The Italian Environmental Fund (FAI) on October 15 is opening the doors of over 600 sites, including historic palaces and gardens, as part of the campaign “Let’s remember to save Italy”.
The association, which works to restore and preserve Italy’s artistic and environmental treasures, will offer this year 170 different itineraries across Italy with 800 young volunteers working as tour guides.
The tours will explore locations of great cultural interest that are usually closed to the public.
They include in Rome parts of the Janiculum, the private apartments of the Corsini palace and the secret garden of Villa Farnesina.
In Naples, tours will focus on different trades, such as tailoring with a visit to the famous atelier that made the costumes for Luchino Visconti’s movie Il Gattopardo.
In Sicily’s Alcara Li Fusi, near Messina, visitors will try to get a glimpse of a royal eagle along the so-called ‘path of the griffon’.
FAI Vice-President Marco Magnifico said that almost every city or town across the country has some unknown treasure that will open to the public, such as the crypt in the Temple of Bramante at the convent of San Pietro in Montorio in Rome and the Grand Hotel Campo dei Fiori in the northern city of Varese, a Belle Epoque architectural masterpiece by Giuseppe Sommaruga.
In Milan, Palazzo Mondadori in Segrate, near Milan, designed by Brazilian architect Oscar Niemeyer, will open its doors, along with the theater Piccolo Teatro.
The famous monastery in the southern town of Padula near Salerno will also be opening, enabling visitors to admire, among other things, the library’s 18th-century ceramics by Giuseppe Massa.
In Palermo, the archaeological museum will showcase its first-floor rooms, which are usually closed to the public, with rare travel books and 16th-century maps, among other things.
Venice will offer a glimpse of the Porta Nuova Tower at the Arsenal.
Music will also be part of the itineraries, a first for the event which will have as its face a 20-year-old pianist from Zagreb, Ivan Krpan, who has just been awarded the prestigious Busoni prize.

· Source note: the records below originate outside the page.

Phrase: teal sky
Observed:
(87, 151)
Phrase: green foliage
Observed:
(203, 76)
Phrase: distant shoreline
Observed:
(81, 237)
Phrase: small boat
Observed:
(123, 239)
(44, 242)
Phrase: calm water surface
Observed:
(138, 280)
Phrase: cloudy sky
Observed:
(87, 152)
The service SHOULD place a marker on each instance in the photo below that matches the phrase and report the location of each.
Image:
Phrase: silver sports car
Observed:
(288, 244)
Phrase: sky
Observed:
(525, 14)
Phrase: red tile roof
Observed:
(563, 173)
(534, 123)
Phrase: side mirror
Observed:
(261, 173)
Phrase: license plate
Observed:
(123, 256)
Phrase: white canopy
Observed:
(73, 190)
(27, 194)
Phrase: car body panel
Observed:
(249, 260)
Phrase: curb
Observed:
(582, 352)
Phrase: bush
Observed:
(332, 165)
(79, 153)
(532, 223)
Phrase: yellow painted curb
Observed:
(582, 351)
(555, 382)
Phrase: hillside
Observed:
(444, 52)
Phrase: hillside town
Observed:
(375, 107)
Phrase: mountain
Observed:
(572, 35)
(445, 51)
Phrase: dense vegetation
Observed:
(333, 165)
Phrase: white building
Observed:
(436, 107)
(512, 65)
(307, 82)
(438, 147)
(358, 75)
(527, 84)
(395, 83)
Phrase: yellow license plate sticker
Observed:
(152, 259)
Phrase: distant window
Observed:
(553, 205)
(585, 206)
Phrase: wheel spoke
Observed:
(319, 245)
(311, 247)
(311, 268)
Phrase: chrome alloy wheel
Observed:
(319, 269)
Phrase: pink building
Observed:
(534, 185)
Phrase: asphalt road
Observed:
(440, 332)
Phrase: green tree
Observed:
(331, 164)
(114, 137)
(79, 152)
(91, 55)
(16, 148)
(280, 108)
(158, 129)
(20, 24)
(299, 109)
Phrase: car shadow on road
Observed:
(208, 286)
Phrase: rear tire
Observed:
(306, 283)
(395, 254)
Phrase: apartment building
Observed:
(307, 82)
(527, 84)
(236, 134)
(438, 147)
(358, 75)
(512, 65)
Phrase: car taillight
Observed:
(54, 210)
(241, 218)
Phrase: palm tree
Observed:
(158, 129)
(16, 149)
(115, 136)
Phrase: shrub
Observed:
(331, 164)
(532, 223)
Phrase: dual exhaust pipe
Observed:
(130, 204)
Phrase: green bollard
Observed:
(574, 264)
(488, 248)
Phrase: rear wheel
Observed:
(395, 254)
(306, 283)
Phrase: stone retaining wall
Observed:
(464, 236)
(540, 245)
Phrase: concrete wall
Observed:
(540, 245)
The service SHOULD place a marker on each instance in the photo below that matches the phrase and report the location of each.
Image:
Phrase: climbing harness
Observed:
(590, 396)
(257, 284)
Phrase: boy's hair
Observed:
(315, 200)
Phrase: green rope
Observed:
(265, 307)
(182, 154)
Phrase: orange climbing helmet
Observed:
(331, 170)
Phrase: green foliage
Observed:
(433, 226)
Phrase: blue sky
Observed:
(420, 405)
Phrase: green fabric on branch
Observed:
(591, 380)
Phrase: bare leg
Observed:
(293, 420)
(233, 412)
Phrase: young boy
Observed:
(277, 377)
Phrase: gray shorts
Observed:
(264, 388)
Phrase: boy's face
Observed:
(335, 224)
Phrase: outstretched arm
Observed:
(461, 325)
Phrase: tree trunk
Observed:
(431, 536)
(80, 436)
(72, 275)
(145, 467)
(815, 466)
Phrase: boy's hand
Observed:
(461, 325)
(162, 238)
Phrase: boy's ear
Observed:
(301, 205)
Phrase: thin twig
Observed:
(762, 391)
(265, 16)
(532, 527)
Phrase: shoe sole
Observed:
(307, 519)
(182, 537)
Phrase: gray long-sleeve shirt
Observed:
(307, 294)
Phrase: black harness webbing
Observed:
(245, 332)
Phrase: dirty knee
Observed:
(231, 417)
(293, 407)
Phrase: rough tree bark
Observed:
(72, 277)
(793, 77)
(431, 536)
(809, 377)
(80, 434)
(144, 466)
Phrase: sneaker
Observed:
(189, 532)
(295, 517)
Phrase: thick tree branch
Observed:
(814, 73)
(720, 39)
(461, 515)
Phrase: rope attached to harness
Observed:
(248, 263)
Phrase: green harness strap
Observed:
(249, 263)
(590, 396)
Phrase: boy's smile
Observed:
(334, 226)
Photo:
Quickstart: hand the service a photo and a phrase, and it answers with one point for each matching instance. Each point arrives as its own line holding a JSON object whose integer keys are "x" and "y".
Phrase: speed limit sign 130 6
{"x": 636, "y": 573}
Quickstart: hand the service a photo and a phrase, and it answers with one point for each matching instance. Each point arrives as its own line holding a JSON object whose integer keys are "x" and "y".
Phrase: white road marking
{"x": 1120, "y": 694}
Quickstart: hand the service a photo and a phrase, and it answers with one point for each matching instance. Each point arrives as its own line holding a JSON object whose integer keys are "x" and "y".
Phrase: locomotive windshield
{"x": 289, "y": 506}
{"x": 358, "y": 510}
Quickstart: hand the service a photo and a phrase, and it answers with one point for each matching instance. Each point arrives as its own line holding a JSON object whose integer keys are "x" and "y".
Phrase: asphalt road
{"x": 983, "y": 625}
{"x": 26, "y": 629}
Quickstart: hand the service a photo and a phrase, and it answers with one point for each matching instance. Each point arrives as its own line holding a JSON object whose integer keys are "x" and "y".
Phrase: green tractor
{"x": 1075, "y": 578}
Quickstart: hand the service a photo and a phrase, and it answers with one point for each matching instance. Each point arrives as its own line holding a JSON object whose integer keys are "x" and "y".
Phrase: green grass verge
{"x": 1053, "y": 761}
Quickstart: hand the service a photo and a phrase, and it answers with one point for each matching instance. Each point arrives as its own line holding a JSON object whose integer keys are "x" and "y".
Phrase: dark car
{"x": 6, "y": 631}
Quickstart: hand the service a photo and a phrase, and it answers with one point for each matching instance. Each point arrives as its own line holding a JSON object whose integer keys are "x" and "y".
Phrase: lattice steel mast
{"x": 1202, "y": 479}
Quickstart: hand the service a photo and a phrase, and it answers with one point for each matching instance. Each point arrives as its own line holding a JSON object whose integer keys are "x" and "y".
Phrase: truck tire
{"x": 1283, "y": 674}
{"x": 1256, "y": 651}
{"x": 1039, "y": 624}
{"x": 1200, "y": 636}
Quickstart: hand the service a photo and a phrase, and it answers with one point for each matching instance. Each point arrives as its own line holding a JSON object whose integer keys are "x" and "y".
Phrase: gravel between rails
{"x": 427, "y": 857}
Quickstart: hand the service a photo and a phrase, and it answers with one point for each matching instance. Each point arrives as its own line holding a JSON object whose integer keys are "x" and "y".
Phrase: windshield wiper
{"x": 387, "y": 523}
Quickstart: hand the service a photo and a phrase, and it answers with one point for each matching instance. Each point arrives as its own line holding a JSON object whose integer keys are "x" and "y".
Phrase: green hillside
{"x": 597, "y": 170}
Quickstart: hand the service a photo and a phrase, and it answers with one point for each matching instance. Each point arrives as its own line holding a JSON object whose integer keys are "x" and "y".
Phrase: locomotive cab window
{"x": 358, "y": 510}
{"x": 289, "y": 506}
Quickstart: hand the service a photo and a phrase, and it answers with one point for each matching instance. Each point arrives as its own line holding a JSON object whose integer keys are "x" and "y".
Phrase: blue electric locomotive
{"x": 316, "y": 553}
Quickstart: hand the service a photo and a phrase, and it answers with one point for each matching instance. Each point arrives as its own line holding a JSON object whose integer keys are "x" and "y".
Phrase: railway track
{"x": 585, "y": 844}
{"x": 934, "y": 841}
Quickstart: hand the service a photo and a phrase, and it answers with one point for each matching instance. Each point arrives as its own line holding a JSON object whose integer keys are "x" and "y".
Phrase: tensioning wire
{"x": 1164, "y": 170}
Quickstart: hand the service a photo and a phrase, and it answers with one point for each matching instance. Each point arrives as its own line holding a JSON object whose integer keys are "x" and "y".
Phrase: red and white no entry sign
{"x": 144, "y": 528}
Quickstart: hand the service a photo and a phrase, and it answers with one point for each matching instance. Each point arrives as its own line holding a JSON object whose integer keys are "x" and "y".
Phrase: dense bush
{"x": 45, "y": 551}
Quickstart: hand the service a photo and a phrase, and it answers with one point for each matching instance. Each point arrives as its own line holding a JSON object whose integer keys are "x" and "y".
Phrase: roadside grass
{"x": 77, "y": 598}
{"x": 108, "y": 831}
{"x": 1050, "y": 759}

FAI’s 2017 campaign is also promoting new memberships with the objective of reaching 165,000 members by the end of the year and raising at least one million euros.
A total of 900,000 euros were raised in 2016.
The fund said that it invested 11 million euros in the management of sites in 2016, including four million euros for restoration work.
It expects expenses to go up 6% with new sites opening in future, including in 2019 Giacomo Leopardi’s ‘Colle dell’Infinito’ on Mount Tabor in Recanati and the Abbey of San Fruttuoso where the Sala Capitolare will be transformed into a laboratory open to visitors.